Fantasy football players crave far more than the standard National Football League games. They hunger for yards, touchdowns and individual statistics.
Fantasy football enthusiasts have a frighteningly dangerous addiction. It's high time we lay off gamblers, steroid users and heavy drinkers and take a long, hard look at these fantasy football fanatics.
Believe me when I say that I understand the modus operandi of these psychotic individuals, because I'm one of them. In fact, I'm such a fantasy sports freak that I even wrote a novel with a plot, based on fantasy football, called The League.

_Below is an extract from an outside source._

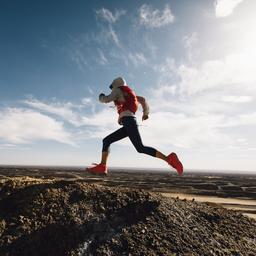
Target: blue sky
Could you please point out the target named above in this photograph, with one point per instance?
(194, 62)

This is just one aspect of my sickness, though. I, and the rest of my kind, spend countless hours each week trolling the Internet, reading National Football League injury reports, searching for quotes from NFL head coaches about their players and listening to any sports talk show in the nation that will give the slightest indication of who is going to play well on Sundays.
I've even subscribed to a newspaper in another city once, just so I could read the inside information on that town's NFL team and which running back was expected to amass the best statistics during the coming season. This is what fantasy football is all about, after all - numbers. Unlike the steroid user, who covets girth, strength and better recuperative powers, the fantasy football addict lusts for pure statistics.
Most fantasy football players would give up their favorite set of golf clubs, in exchange for a 100-yard rushing game and three touchdowns from Sean Alexander on any given Sunday. They'd scour their computers for an advantage, even at their employer's expense, and they would hand their wives the checkbook and send them shopping, just to catch a glimpse of Steve Smith, making a spectacular scoring grab, shortly before they scurry off to NFL.com to see how the rest of their players are doing.
Some spend thousands of dollars, so they can enter high-priced tournaments, pitting their own arrogance against that of hundreds of other sickos, all claiming to have superior knowledge of the NFL and all of its players.
Then, each weekend, they gather at bars and in basements, channel-surfing from one game to the next, never having the slightest interest in the outcome of the NFL games they're watching.
They scream, "Go, go, go," as Kansas City's Larry Johnson races into daylight, poised to score a touchdown for the Chiefs and six points for their own fantasy football teams. Meanwhile, in another chair, someone else leaps up and shouts, "Tackle him, tackle him," because this nutcase has the Chief's place kicker and wants KC stopped just short enough that the coach will elect to go for the field goal.
It's absolute madness, and something has to be done.
Anyway, I'm not sure what the answer is; I'm too busy working on a fantasy sports sequel to The League.
Oh, and I have to click over to NFL.com to see how Thomas Jones is doing.